Quiz submission record for quiz4-2-1 at Tue Jul 13 23:16:24 2004:

Your Answer for Question 1:
Formatwise, it is very similar.  The C programmer just has the arguments in the function call in the same order that they appear in the function definition foo(x, y, z).  Verilog is very similar in that it looks the same, except that arguments to a module in Verilog do not have to be in the same order if their identity is specified; otherwise, it is much the same.  Like module(.in(x), .out(y))

Your Answer for Question 2:
reg CLK

initial
  begin
    CLK = 1'b0
    forever
    #2 CLK = ~CLK

Your Answer for Question 3:
There will need to be six wires.  For the first product in the expression, the inputs A and B can be sent directly to an AND gate, and its output gets sent to a wire.  C will need to be sent to a NOT, and its output sent to a wire.  These two wires will be sent to an AND gate to get the value of the first sum.  For the second part, A and C are sent to an AND gate, whose output is sent to a wire.  B inverted is sent to a whle, and AC and !B are sent to an AND gate whose output is a wire.  The wires carrying the values of AB!C and AC!B are then sent to an OR gate, whose value is sent directly to E.

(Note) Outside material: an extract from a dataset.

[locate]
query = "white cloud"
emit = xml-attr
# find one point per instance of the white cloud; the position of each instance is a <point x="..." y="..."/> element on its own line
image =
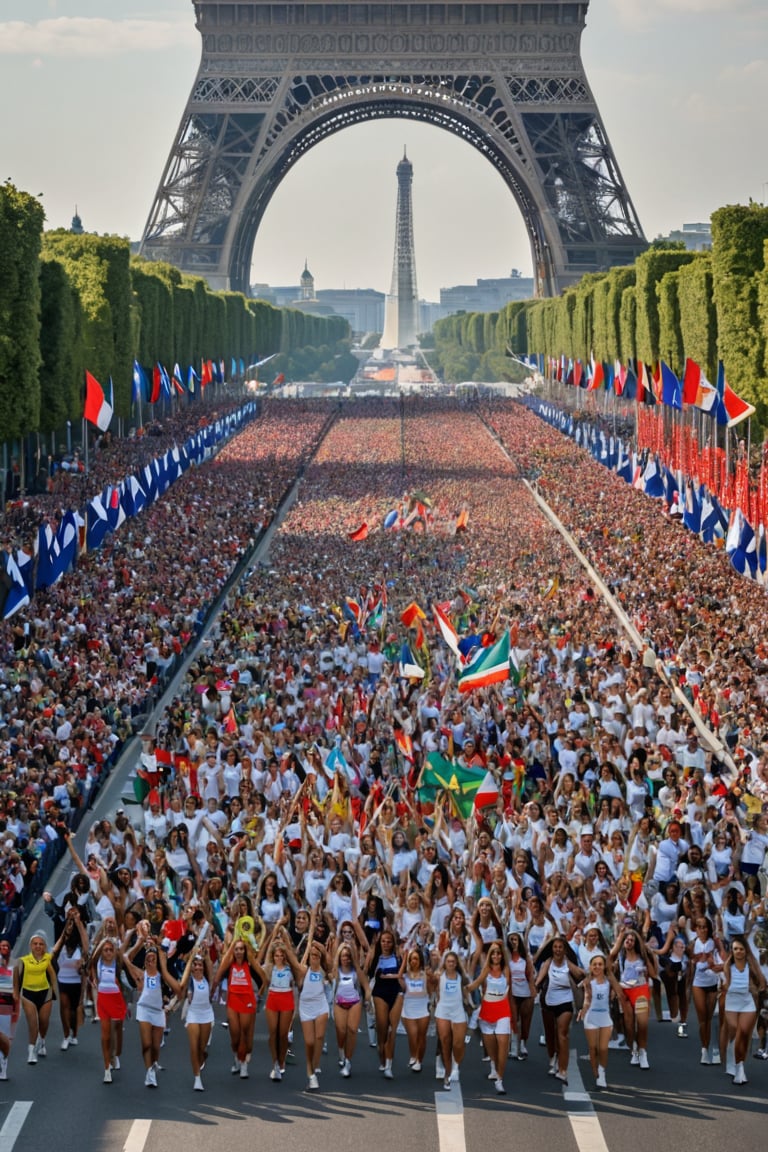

Your Answer for Question 4:
The problems would appear if there is delay in the module that s, a, and b are ports of.  If that module has a delay, say of 5 ns, then before it can finish calculating what its output should be for the first set, new input is given to it.  Since the input is changed in the middle of the process, and since a and b are flipped, it seems likely that the process will head down an opposite branch than it was first intended.  SInce $monitor displays any changes, it will show some undefined output because what was supposed to be the output of the first set of arguments has not yet been totally defined when it is changed.


Your unique submission ID is quiz4-2-1-cs61c-el-1089785784-475.